U.S. drops atomic bomb on Hiroshima

Image: Everett Collection /

On this day in 1945, at 8:16 a.m. Japanese time, American B-29 bomber the Enola Gay drops the world's first atom bomb over the city of Hiroshima. Approximately 80,000 people were killed as a direct result of the blast, and another 35,000 were injured. At least another 60,000 would be dead by the end of the year from the effects of the fallout. U.S. President Harry S. Truman, discouraged by the Japanese response to the Potsdam Conference's demand for unconditional surrender, made the decision to use the atom bomb. The main purpose of the bomb was to force Japan to surrender and end the war for fear of further destruction.

Hiroshima was deliberately selected as it had a large urban community with military and industrial installations, and its geographical features allowed the blast of the bomb to be maximised most effectively. The Air Force agreed to stop bombing Hiroshima leading up to the dropping of the bomb so that the effects of the blast could be measured accurately. And so on 5 August, while a "conventional" bombing of the rest of Japan was under way, "Little Boy," (the nickname for one of two atom bombs available for use against Japan), was loaded onto Lt. Col. Paul W. Tibbets' plane on Tinian Island in the Marianas.

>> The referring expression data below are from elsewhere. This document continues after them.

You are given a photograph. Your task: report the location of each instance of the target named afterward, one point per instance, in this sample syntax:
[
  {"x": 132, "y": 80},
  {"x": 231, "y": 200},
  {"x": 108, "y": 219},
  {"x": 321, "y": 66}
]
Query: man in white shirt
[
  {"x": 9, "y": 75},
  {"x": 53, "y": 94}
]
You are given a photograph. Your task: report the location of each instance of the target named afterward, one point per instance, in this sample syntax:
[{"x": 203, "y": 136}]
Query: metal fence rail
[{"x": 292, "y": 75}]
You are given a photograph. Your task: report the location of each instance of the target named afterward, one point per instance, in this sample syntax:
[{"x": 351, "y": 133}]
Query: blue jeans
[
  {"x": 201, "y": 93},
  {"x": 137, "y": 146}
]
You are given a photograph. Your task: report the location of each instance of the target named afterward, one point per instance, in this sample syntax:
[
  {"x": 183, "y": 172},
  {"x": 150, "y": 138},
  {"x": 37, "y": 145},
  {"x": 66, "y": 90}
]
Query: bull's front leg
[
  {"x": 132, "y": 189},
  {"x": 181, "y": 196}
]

Tibbets' B-29, named the Enola Gay after his mother, left the island at 2:45 a.m. on August 6. Five and a half hours later, "Little Boy" was dropped, exploding 1,900 feet over a hospital and unleashing the equivalent of 12,500 tons of TNT.

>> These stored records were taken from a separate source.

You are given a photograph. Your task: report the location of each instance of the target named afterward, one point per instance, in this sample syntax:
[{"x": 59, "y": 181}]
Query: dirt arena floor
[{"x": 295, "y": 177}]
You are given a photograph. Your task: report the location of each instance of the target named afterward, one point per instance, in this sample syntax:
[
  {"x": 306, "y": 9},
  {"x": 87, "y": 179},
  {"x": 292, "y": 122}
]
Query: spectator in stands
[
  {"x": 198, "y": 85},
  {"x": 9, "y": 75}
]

The bomb had several inscriptions scribbled on its shell, one of which read "Greetings to the Emperor from the men of the Indianapolis" (the ship that transported the bomb to the Marianas). There were 90,000 buildings in Hiroshima before the bomb was dropped; only 28,000 remained after the bombing. Over 90% of Hiroshima’s doctors and 93% of its nurses were killed. 30% of Hiroshima’s population was killed immediately, with about 30% more wounded. According to John Hersey's classic work ‘Hiroshima’ (1946), the Hiroshima city government had put hundreds of schoolgirls to work clearing fire lanes in the event of incendiary bomb attacks.

They were out in the open when the Enola Gay dropped its deadly load. There were so many spontaneous fires set as a result of the bomb that a crewman of the Enola Gay stopped trying to count them. Another crewman remarked, "It's pretty terrific. What a relief it worked." Debate after the war has centred around whether or not the dropping of the bomb on Hiroshima was necessary to win the war, with scholars and historians divided. There has also been condemnation of the second bomb dropped on Nagasaki and its necessity.